The FILM approach outperforms state-of-the-art methods on the large motion benchmark Xiph, while maintaining competitive performance on other standard datasets such as Vimeo-90K, Middlebury, and UCF101. It not only achieves high benchmark scores for color losses but also significantly improves perceptual quality using a style loss that combines perceptual and Gram matrix losses. FILM demonstrates a faster inference time compared to ABME and SoftSplat, with only a modest increase in memory usage, making it efficient for practical applications.

Implications and Future Research

The implications of this work are substantial for video synthesis, particularly in applications like digital photography, where near-duplicate photos can be converted to visually engaging slow-motion videos. The methodology offers a simplified model that can handle diverse motion magnitudes without the need for complex pre-training stages.

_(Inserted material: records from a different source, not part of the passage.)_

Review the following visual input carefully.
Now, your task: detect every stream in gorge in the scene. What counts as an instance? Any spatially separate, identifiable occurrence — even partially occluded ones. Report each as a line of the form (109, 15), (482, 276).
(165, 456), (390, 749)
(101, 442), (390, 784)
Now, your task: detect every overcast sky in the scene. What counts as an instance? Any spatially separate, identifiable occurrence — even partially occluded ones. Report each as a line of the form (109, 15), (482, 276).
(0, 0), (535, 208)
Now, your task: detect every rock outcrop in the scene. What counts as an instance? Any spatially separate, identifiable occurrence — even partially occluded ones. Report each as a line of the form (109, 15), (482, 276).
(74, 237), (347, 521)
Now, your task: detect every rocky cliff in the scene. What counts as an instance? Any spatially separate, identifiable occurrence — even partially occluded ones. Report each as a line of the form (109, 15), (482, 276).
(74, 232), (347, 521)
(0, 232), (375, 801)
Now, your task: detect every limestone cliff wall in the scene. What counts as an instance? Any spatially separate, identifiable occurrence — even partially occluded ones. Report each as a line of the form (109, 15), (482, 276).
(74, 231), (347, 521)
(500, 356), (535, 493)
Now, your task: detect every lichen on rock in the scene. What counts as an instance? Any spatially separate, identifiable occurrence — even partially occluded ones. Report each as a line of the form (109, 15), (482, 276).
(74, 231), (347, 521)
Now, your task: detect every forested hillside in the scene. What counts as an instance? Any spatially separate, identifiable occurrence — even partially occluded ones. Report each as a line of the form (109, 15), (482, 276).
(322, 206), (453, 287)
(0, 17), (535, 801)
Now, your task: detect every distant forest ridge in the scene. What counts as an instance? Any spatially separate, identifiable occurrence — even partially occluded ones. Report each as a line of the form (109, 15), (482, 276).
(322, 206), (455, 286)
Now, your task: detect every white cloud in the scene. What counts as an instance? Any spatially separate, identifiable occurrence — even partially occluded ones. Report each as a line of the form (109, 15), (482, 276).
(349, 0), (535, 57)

Future research could explore the integration of this approach with real-time video processing, enhancing its applicability to live media. There is also potential for extending this model to other domains where temporal interpolation is beneficial, such as virtual reality and augmented reality.

Overall, the paper provides meaningful advancements in frame interpolation, mainly by addressing large motion, which has been a challenging aspect for existing methods. The introduction of scale-agnostic feature sharing and the innovative use of the Gram matrix loss function could inspire further studies to improve the quality and applicability of video synthesis technologies.